Potential entrants in Q4 2018
• Hiscox looks to be the most likely beneficiary of Royal Mail’s fall from grace. One of the oldest members of Lloyds of London, Hiscox runs Syndicates 33 and 3624 on the London Market and underwrites catastrophe insurance. It also provides property and marine insurance and, through its retail operations, offers coverage for business risk, property and specialist areas such as vintage cars and fine art of individuals and small and medium-sized businesses.

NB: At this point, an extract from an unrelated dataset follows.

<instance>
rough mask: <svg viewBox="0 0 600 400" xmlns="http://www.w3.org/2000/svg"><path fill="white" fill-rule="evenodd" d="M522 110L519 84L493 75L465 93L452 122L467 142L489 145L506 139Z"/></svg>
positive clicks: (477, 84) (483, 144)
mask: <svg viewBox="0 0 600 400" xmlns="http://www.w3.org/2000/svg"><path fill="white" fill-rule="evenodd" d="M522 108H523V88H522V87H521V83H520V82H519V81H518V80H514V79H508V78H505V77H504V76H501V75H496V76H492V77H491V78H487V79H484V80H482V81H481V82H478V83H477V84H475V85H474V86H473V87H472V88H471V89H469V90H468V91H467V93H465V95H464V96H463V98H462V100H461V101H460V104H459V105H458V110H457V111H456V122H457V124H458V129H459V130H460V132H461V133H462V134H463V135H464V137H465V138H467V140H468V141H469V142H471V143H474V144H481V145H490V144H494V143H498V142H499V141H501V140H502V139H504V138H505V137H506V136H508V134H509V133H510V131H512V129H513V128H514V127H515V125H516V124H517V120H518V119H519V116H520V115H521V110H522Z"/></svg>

Hiscox would follow in the footsteps of fellow Lloyds syndicate underwriter Amlin, which runs Syndicate 2001. Amlin joined the FTSE 100 in 2008 before dropping out again in 2009. In 2015, Amlin received a successful bid from Japan’s Mitsui and was delisted from the FTSE 250, adding to a list of Lloyds bids targets that included Beazley, Brit, Catlin, Chaucer, Hardy Underwriting and Omega.

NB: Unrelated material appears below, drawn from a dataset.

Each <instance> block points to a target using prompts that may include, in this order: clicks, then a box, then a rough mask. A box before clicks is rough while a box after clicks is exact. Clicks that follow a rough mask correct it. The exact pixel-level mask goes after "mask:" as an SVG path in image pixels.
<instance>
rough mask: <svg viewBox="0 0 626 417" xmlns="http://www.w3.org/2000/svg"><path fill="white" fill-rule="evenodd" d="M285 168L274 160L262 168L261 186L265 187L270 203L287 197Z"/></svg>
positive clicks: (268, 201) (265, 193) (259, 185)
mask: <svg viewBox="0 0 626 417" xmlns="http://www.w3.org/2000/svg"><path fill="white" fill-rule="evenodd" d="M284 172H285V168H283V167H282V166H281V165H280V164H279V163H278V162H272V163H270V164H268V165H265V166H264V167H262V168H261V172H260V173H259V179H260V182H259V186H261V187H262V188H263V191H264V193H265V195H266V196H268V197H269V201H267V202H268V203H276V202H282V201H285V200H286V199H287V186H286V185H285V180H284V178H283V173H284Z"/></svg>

Potential departures in Q4 2018
• Only Royal Mail is currently booked for automatic demotion to the FTSE 250 on the basis of its market capitalisation, just nine months after its return to the FTSE 100, when the letters-to-parcels group replaced real estate investment trust Hammerson.
This would represent Royal Mail’s second demotion. It first entered the FTSE 100 in December 2013, shortly after its controversial flotation, and dropped out in September 2017. A second relegation, coming shortly after a substantial profit warning, may lie to rest any further debate over whether the 2013 privatisation was correctly priced or not. Although the shares initially soared from 330p and only peaked at 631p this spring but after the latest profit setback, under new boss Rico Back, they are struggling to hold onto the 330p level.
A forecast annual dividend of 24.6p, enough for a yield of some 7.2%, may be offering some support to the shares, but Royal Mail’s lack of earnings growth is working against it. Two acquisitions on the West Coast of America have yet to fully prove themselves, letter volumes in the UK are in decline and although e-commerce is driving parcel volumes this is a fiercely competitive market.
A lot of the firm’s prior earnings improvements also rested upon cost-cutting but that can only take you so far and also represents relative low-quality profit improvement – firms that grow profits by expanding their top line (and do so organically) offer better quality profits and tend to be more highly prized as a result.
Appendix: How promotion and relegation are assessed
• All of the major FTSE indices are reviewed on a quarterly basis. They are set according to share prices from the close of business on the Tuesday before the first Friday of the review month (which in this case is December). The changes come into effect in mid-to-late December.
• In general, a stock will be promoted into the FTSE100 at the quarterly review if it rises to 90th position, or above (by market capitalisation) and a stock will be demoted if it falls to 111th (by market value), providing it fulfils the other criteria, such as free float and a presence on the Main Market.